Kreuze in Behörden Söder liest eine politische Messe

Markus Söder, bayerischer Ministerpräsident, hat im Eingangsbereich seiner Staatskanzlei ein Kreuz aufgehängt.

(Foto: dpa)

Verheißt der "Kreuz-Befehl" der CSU eine Renaissance des Christentums? Nein. Er zeigt nur, dass Religion wieder politisch missbraucht wird.

Kommentar von Heribert Prantl

Der "Kreuz-Befehl" der CSU könnte den Eindruck erwecken, es gäbe eine Wiederkehr der christlichen Religion. Der Eindruck ist falsch. Es gibt keine solche Renaissance. Es gibt nur eine Wiederkehr ihres politischen Missbrauchs.

Gewiss: Das Interesse an Religion im Allgemeinen ist beachtlich; viele Menschen hierzulande fragen: Wie begegnet man dem Islam und dem Islamismus? Viele fragen, was einen Donald Trump reitet, wenn er die evangelikalen Hardliner und Evolutionsleugner unterstützt.

Solches Interesse an Religion ist bisweilen fast wie ein zoologisches Interesse. Aber Diskussion über Religion und Religionen sollte man nicht verwechseln mit ausgeübter Religiosität. Die praktizierte Religiosität nimmt ab. Und der Kreuz-Befehl des bayerischen Kabinetts hat mit Wiederkehr der Religion nichts zu tun. Markus Söder missbraucht das Kreuz für eine politische Messe, die er selber singt.

Die religiöse Verankerung der Menschen wird schwächer, schwächer wird auch die Bindung an die Kirche, der Kirchenbesuch sowieso.

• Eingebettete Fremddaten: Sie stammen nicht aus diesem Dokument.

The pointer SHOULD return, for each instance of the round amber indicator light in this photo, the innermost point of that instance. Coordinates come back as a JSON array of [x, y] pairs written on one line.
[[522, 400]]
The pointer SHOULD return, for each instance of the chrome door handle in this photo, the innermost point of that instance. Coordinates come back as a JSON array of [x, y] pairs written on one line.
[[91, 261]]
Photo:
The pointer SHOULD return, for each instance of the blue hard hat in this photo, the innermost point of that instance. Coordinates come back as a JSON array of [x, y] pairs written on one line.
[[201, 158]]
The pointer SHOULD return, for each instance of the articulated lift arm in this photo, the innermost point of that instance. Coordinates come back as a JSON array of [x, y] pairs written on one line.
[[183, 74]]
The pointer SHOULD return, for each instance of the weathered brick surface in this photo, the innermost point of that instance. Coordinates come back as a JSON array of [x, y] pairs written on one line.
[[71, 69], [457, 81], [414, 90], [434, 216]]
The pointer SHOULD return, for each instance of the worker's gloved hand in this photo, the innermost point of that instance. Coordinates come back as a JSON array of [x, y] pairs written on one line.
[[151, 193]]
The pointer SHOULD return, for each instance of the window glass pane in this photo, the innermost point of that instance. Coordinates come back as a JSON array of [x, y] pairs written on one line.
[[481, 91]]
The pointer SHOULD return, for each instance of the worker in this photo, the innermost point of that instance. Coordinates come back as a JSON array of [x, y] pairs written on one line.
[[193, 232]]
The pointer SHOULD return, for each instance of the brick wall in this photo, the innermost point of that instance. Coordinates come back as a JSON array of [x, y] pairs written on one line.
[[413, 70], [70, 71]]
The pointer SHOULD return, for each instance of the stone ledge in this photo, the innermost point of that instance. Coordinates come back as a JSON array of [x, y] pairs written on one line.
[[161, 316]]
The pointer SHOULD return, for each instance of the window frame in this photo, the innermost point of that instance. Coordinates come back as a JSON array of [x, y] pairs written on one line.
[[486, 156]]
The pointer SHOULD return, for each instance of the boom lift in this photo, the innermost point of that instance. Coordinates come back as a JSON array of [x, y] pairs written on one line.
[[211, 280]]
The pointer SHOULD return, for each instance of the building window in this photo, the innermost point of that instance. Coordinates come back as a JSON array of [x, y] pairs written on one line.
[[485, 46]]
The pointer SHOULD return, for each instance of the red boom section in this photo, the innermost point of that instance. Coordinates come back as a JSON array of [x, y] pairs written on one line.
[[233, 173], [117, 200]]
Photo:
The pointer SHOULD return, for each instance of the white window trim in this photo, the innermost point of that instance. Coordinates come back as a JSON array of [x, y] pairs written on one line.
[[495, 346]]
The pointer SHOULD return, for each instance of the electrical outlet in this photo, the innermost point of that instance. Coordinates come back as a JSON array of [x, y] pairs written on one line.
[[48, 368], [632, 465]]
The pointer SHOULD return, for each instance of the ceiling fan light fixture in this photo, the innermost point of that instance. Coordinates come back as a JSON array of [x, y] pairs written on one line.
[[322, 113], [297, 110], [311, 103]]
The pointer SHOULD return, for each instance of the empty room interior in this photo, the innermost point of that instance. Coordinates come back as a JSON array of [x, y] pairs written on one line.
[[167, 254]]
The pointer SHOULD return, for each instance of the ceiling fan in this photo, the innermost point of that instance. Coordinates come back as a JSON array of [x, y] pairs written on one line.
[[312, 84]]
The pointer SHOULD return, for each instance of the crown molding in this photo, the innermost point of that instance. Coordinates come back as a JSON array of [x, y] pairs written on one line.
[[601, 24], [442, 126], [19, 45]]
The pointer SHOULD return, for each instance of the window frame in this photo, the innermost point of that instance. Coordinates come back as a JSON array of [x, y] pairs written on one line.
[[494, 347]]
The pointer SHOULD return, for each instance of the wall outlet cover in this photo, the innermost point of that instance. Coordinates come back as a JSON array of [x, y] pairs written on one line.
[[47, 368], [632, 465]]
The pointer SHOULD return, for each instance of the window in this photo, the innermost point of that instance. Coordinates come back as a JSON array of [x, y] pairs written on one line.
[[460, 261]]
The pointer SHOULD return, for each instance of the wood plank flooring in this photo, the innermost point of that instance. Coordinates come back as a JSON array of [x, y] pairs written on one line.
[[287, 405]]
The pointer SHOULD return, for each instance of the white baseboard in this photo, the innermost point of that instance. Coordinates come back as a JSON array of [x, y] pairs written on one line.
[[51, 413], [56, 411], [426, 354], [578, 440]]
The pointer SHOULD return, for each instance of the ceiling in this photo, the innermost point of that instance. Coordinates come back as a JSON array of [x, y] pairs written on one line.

Die Entfremdung von gelebter Religion nahm und nimmt zu. Daran ändert die Anordnung des bayerischen Ministerpräsidenten, ein Kreuz in den Eingangsbereich jeder Behörde zu hängen, gar nichts - eher im Gegenteil. Auch diese Anordnung ist letztlich ein Ausdruck der Säkularisierung eines christlichen Symbols.

Während das gelebte Christentum schrumpft, nimmt die Inanspruchnahme von Religion zu politischen Zwecken zu. Die CSU, die die Vermischung von Religion und Politik seit jeher "dem Islam" vorgehalten hat, mischt nun selbst, aus Wahlkampfgründen.

Christliche Werte. Welche sind das eigentlich?

Das Wissen über christliche Glaubensinhalte, die Sicherheit im Praktizieren von Ritualen und die Kenntnis von den großen Lehrgeschichten der Bibel, die Gleichnisse heißen, hat sich verflüchtigt. Dem muslimischen Glaubensstolz haben also viele Noch- oder Ex-Christen nicht viel entgegenzusetzen. Sie fürchten, dass die Zukunft der christlichen Vergangenheit verloren geht. Sie wollen zwar keine christliche Zukunft, aber doch eine Zukunft der christlichen Vergangenheit. Die Auseinandersetzung mit glaubensbewussten Muslimen macht ihnen ihre eigene Unkenntnis der Grundlagen des Christentums klar. Das führt dann zur pauschalen Beschwörung des "christlichen Abendlandes" und seiner "christlichen Werte".

Christliche Werte. Welche sind das eigentlich? Die Zehn Gebote? Die neun Seligpreisungen? Sonntagsruhe? Burkaverbot? Gleichberechtigung? Bei Letzterer wird es schon heikel, denn die Gleichberechtigung ist eher gegen die Christen als von ihnen durchgesetzt worden.

Es ist schon ein wenig sonderbar: Je mehr den Leuten der Appetit auf ein gelebtes Christentum vergeht, desto mehr Geschmack finden viele an den christlichen Werten - die mehr beschworen werden denn erklärt, geschweige denn praktiziert. In der politischen Diskussion und in der politischen Praxis werden Grenzen gezogen, um sie zu schützen: Grenzen zwischen Staaten und Kulturen, Grenzen zwischen den Religionen, Grenzen der Belastbarkeit, Grenzen des Mitleids. Wenn es um Werte geht, wird der Ton immer öfter rau und aggressiv. Mit Werten wird Abwertung betrieben. Das ist eine böse Umwertung der christlichen Botschaft.